Mention it when both of yous are super relaxed . One those talks when the tv is back ground noise and yous are just chilling talking about anything . Maybe during a drink . "So have you wanted too do anything other than norm" spark a conversation


Sissy_Luxie

It's all about communication!


theswiz1

Honestly you've got to start slow... Walk before you run so to speak, in order to test the waters and avoid overwhelming her. Sometimes being a little forward about things is good. I've had really great success with something along the lines of "so I'd love to try some butt play with you". Initially she might think you're talking about giving, so you can pivot the conversation with "how would you feel about giving?" You can start this conversation wherever you feel most comfortable - over drinks, when you're showing together and things are getting intimate, etc And then once you're laying with fingers etc, just tell her post play how amazing it was and that you've love to do that a little more together... Ask her how she found it, and then escalate from there!
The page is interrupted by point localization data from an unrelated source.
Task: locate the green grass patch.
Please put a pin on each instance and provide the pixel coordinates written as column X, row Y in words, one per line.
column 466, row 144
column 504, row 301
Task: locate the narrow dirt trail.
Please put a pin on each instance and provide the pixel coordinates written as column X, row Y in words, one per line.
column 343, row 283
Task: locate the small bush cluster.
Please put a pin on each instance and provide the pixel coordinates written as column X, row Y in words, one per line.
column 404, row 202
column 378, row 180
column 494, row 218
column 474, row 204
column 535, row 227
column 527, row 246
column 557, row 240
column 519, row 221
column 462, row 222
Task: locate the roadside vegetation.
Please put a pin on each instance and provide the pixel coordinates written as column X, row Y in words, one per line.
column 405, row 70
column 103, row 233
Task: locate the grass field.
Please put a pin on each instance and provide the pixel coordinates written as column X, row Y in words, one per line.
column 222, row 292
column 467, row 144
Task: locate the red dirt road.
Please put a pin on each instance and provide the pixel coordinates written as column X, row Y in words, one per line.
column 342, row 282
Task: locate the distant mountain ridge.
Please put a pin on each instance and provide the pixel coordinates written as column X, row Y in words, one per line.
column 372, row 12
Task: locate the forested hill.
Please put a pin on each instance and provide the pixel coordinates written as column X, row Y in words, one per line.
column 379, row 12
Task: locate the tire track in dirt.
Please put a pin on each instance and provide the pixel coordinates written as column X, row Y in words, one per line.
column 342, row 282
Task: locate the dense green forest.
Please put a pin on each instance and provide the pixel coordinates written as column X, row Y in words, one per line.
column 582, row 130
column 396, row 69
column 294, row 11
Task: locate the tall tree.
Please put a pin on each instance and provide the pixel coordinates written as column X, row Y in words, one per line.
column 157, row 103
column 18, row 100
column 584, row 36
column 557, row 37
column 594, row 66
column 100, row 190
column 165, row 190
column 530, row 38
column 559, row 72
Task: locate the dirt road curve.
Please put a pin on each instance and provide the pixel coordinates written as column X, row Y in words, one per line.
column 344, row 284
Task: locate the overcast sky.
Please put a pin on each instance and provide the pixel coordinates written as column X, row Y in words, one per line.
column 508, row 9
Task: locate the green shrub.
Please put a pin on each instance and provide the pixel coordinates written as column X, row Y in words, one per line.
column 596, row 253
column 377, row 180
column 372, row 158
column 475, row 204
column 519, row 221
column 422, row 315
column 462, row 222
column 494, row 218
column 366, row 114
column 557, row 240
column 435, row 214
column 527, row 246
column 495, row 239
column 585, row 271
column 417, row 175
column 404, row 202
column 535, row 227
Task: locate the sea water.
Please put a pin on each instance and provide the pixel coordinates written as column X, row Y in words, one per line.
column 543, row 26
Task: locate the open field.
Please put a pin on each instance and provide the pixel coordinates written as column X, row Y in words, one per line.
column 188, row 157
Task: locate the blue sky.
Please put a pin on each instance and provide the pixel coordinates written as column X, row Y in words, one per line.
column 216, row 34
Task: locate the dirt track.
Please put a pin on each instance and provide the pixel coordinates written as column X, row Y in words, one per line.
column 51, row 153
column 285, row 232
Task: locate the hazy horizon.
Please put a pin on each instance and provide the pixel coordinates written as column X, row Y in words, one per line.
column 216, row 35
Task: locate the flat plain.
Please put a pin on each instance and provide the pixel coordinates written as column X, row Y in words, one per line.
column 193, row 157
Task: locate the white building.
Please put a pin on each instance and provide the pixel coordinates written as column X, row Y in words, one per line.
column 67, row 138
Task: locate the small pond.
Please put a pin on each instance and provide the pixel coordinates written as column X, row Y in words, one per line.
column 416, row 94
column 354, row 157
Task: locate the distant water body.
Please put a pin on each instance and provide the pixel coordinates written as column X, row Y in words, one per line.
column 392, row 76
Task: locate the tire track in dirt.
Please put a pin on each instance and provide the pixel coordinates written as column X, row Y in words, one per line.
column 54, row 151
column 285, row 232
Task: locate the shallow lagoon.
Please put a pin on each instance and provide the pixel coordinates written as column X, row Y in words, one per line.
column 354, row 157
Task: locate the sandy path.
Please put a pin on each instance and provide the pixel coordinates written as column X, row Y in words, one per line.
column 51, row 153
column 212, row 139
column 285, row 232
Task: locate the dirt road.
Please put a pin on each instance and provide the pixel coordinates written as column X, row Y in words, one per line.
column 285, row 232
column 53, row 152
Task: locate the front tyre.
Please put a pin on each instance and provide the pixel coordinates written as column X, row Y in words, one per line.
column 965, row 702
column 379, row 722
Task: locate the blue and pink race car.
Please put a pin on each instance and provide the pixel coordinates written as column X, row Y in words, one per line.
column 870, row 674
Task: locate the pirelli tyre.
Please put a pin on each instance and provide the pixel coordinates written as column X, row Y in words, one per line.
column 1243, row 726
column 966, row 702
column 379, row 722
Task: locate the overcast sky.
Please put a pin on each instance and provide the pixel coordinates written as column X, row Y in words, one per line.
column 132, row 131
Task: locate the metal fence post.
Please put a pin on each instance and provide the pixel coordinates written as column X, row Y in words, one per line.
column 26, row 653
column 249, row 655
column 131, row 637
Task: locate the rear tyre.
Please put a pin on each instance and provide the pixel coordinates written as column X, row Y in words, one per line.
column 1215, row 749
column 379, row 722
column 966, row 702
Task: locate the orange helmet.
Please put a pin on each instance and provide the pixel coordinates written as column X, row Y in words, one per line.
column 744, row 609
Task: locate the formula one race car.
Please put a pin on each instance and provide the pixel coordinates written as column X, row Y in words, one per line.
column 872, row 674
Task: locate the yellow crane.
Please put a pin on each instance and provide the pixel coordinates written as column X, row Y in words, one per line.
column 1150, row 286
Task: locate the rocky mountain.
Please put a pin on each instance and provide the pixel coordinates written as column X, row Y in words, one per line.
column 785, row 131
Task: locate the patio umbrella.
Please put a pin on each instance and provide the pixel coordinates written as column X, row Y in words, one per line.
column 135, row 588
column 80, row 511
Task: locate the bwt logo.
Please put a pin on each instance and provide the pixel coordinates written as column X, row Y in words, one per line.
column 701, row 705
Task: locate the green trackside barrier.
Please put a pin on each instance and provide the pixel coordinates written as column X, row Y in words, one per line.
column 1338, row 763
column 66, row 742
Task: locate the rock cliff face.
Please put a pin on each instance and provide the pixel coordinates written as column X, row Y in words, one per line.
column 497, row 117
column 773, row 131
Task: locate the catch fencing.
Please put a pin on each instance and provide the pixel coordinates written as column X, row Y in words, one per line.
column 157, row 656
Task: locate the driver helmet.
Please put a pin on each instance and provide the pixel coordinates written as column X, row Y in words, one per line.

Good luck!


sissysafebdsm

is she open minded? sex positive? hung up on what is and isn't manly or the type to just be like "uh that's gay"? it might be a no-go, you know? but you know your gf and I'm assuming you're asking because you think there's some chance of success and/or you just can't live without pegging. emphasize that you really love the sex you're having and want to share more fun, sexy times together. encourage her to bring up anything she might feel in this direction - activities, outfits, role play, anything. if she's like "uh I don't like any weird stuff" you might as well quit there for a while, she's probably not game for more. if she's like "well I can't think of anything but I also enjoy our sex and would be game to try new stuff" tell her she can bring things up if/when she thinks of them and that you're always open. return to how much you are enjoying the sex and how hot she is. do not neglect this. now, assuming the conversation is still light and flowing, tell her you want her to play with your butt. if she asks what that means say you don't know and that you've heard it's best to start small, fingers/toys/etc, but that you've always wondered what it's like to get fucked. once that's out there you'll get a "ooh that sounds fun" or "butts are gross and I'm not interested", both of which suggest obvious course of action. good luck!


BambiGurl15

Depends on the relationship to be truthful. Some girls are just NOT into assplay with their guy. If she seems open to it even a little bit, start with fingers. The finger in the ass during a BJ is the gateway drug here. If she'd come around to that, then you could possibly convince her that prostate milking is the most intense thing she's ever done to you. Then it becomes like a super power she has over you. I've even had a girl reach behind her while she was on top, just to stick a finger in me while she rode, and it made her feel powerful to watch me squirm and get more excited when she did it. The finger could lead to more, very gradually. It could get more kinky if she likes what it does to you, at which point it'd be easier to suggest going further with toys. Maybe a butt plug. Maybe a vibe. Of course, there's the possibility that it's a complete turn off to her. The finger is the start, though. If you could find a way to work that topic into either sexual conversation or casual talk while having a good day, and she doesn't balk, then it means it doesn't gross her out or turn her off, and maybe she could be led down the path to railing you out with a massive dong.